Alasan lain, kebijakan ini tidak mempermudah dan memberi pelayanan lebih, namun justru mempersulit masyarakat.
"Saya kira ini pelayanan berlebihan ya, karena dengan mendownload aplikasi itu berarti manajemen Pertamina diduga melakukan komersial juga. Karena begini, ketika kita masuk atau memiliki aplikasi itu otomatis sistim byte dalam dunia internet berlaku dan keuntungan dong bagi si pemilik aplikasi," ungkap Mujahidin, dikutip
Kantor Berita RMOLJabar.
Menurutnya, masih banyak cara lain yang bisa dilakukan Pertamina untuk meraup keuntungan.
"Ya kalau mau untung zaman modern dengan kecanggihan teknologi itu banyak cara. Kenapa harus paksa warga untuk download aplikasi demikian?" kritiknya.
Senada dengan Muhidin, Roni yang merupakan driver ojek online mengaku sangat kecewa dengan keharusan menggunakan aplikasi MyPertamina.
"Jujur kami kecewa. Meski di Kuningan belum terjadi, jelas ini sangat merugikan kami. Terutama dalam baterai handphone.

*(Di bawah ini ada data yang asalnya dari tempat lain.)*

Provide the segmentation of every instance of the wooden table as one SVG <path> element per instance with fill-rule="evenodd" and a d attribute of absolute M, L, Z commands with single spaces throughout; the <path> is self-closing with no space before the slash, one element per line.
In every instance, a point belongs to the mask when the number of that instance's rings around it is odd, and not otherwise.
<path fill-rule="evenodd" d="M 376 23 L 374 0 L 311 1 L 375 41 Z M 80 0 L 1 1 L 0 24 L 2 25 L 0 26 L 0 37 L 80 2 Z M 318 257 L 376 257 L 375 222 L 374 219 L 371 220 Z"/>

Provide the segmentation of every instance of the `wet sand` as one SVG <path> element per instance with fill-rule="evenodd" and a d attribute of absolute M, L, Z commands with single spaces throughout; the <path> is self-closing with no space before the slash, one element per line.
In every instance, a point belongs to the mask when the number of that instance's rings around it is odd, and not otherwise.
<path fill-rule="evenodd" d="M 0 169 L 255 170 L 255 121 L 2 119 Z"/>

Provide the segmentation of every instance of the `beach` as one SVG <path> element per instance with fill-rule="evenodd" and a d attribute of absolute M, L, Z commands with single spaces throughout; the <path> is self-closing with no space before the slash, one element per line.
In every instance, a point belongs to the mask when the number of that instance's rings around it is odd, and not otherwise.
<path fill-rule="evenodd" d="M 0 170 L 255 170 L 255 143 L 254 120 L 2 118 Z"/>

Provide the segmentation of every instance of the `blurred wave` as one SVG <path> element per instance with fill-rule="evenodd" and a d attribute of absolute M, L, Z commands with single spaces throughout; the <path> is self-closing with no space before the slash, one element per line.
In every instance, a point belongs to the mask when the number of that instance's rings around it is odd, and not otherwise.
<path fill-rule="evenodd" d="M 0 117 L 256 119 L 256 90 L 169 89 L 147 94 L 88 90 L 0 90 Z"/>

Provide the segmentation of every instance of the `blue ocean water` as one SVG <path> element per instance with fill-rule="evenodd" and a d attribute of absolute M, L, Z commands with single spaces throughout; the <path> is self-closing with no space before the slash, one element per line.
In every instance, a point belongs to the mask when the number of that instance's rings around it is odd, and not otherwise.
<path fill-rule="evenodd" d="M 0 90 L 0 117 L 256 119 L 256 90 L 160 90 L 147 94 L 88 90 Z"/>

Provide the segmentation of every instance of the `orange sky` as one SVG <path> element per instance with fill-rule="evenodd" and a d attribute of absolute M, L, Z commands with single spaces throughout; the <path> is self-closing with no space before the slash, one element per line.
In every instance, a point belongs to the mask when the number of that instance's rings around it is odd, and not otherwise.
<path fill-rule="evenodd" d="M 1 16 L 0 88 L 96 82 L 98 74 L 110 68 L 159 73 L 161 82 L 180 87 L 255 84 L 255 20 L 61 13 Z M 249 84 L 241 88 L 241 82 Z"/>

Bayangkan, ketika aplikasi selain ojek online kami aktif dan ada aplikasi lain sama aktif juga, itu handphone bisa cepet drop baterainya dan bisa
ngehang juga," ujar warga Kecamatan Jalaksana itu.
Terpisah, Ketua DPC HPPI (Himpunan Profesi Pengemudi Indonesia) Kuningan, Dadi menyebut, sebaiknya pemerintah melakukan kaji ulang dan senantiasa memberikan kenyamanan pelayanan bagi kaum pengemudi angkutan umum.
"Mohon ada kebijakan untuk kendaraan angkutan umum dan angkutan barang karena tidak semua pengemudi menggunakan handphone android," pungkasnya.